In a randomized, double-blind, placebo-controlled, multicenter phase II clinical study involving patients with advanced squamous NSCLC, patients in the fruquintinib group showed a longer-term survival benefit. The study included 91 evaluable patients and demonstrated that the median PFS in the fruquintinib group was 3.8 months (risk ratio for blinded independent central review was 0.34; 95% confidence interval: 0.20–0.57). The 3-month and 6-month survival rates of patients in the fruquintinib group (90.2% and 67.2%, respectively) were significantly higher than those in the placebo group (73.3% and 58.8%, respectively). Additionally, the ORR and the DCR (13.1% and 60.7%, respectively) were also significantly higher than those in the placebo group (0% and 13.3%, respectively) [64]. Lu et al. [6] conducted a phase III trial on advanced lung squamous NSCLC, enrolling 527 patients with advanced/metastatic lung squamous NSCLC. The enrolled patients were divided into two groups: the fruquintinib group (n = 354) and the placebo group (n = 173). They received either 5 mg of oral fruquintinib or placebo once daily. The median OS was 8.9 and 10.4 months, while the median PFS was 3.7 and 1.0 months for the fruquintinib and placebo groups, respectively. The ORR (13.8% vs. 0.6%) and DCR (66.7% vs. 24.9%) were significantly higher in the fruquintinib group than in the placebo group. All of these studies suggest that fruquintinib shows longer-term survival benefits in the treatment of advanced NSCLC.

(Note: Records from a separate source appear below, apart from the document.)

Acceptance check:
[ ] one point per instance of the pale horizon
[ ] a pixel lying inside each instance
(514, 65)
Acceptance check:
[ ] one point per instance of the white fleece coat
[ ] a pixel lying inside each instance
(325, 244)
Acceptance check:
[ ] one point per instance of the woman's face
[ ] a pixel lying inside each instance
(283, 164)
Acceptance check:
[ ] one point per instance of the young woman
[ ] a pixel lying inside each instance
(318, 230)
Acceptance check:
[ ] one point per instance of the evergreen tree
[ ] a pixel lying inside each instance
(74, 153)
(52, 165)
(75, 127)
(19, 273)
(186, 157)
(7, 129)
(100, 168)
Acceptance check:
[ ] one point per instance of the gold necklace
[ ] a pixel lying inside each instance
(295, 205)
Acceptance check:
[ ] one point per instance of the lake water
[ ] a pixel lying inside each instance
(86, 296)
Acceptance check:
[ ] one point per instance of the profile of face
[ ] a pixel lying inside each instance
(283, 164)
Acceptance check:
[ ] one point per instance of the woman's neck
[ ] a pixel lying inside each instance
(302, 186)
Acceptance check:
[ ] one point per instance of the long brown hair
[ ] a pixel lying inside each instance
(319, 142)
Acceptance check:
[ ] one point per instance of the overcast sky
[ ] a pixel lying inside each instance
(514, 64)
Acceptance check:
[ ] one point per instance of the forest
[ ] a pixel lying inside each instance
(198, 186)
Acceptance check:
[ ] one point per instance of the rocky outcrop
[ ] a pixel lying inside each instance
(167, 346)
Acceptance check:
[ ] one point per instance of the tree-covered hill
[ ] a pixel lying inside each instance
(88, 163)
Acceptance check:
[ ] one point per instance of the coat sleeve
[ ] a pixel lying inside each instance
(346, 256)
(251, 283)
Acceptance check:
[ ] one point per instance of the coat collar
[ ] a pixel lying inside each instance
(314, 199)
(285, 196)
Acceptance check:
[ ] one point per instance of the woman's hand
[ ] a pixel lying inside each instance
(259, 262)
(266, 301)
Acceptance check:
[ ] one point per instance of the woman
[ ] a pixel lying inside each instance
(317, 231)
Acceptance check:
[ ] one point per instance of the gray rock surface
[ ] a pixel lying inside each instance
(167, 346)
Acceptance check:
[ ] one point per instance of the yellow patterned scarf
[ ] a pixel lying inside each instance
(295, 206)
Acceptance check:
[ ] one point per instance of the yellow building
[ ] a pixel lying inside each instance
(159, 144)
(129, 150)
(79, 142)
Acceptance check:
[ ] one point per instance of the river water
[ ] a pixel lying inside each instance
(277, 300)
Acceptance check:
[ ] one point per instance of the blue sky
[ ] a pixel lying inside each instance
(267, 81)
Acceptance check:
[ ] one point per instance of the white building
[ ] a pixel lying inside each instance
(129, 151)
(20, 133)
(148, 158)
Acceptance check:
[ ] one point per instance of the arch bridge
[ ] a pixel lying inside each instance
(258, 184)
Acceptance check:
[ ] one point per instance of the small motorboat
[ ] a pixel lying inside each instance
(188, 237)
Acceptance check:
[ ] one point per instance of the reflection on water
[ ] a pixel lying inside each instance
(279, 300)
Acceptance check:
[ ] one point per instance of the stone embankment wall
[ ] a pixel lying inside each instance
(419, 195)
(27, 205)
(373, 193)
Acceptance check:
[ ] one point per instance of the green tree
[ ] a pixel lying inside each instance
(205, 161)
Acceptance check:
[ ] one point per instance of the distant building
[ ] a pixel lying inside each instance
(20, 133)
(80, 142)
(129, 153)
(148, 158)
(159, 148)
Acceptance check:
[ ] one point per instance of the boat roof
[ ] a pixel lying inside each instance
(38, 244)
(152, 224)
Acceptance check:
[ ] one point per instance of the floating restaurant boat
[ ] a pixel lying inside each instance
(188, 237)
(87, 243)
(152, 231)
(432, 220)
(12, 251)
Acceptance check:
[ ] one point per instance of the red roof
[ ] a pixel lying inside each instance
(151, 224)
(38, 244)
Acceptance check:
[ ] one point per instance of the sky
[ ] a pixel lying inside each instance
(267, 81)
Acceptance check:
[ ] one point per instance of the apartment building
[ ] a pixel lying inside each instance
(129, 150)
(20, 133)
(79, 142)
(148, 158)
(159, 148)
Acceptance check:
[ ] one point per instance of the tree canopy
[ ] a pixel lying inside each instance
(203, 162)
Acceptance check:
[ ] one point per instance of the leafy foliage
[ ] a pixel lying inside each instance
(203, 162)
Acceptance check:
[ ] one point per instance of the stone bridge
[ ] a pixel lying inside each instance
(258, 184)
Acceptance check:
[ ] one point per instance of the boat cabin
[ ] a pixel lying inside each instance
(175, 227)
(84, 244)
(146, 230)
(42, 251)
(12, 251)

Another experimental study exhibited that the combination therapy of fruquintinib and gefitinib also achieved favorable efficacy and safety in advanced NSCLC with epidermal growth factor receptor mutations [65]. The study has progressed to a phase II trial, and the results demonstrated that the ORR and DCR of fruquintinib in combination with gefitinib were 73.5% and 98.0%, respectively. Additionally, the median PFS of the combined drugs was significantly improved by approximately 30% compared with gefitinib monotherapy (14.72 months vs. 10.4 months). The study preliminarily verified that the efficacy of fruquintinib combined with gefitinib in the treatment of advanced NSCLC was superior to that of gefitinib monotherapy.

Adverse reactions

In terms of safety analysis, the most common grade ≥ 3 adverse reaction of fruquintinib for lung squamous NSCLC was hand-foot syndromes, followed by hypertension, proteinuria, and hemoptysis [66]. In the combination of fruquintinib and gefitinib, all patients (including the 4 mg fruquintinib group and the 5 mg fruquintinib group) experienced at least one adverse reaction of special concern, the most common of which were hepatotoxicity, thyroid dysfunction, and proteinuria [65]. A few patients experienced adverse reactions such as headache, alopecia, nasal bleeding, hyperthyroidism, anal fissure, dizziness, and femoral vein thrombosis [55]. Overall, most of the adverse reactions caused by fruquintinib treatment were within manageable limits, and the overall safety profile was favorable.

Other tumors

Two cases of patients with metastatic pancreatic cancer after failure of chemotherapy with fruquintinib treatment were recently reported, which showed that the PFS of these two patients was prolonged to 10 months [67]. In the treatment of Hodgkin lymphoma, a patient treated with fruquintinib + raltitrexed + S-1 also achieved a good survival benefit, suggesting the possibility of a combination regimen [68]. Clinical trials of fruquintinib for the treatment of a variety of other advanced malignancies are also progressing steadily, providing new ideas for the treatment of various malignancies. For instance, significant progress has been achieved in retrospective studies on advanced bone and soft tissue sarcomas. Additionally, a phase Ib/II trial (NCT04577963) focusing on breast cancer is currently in the enrollment phase [20]. Future clinical studies of fruquintinib in the treatment of other advanced malignancies still require continued attention.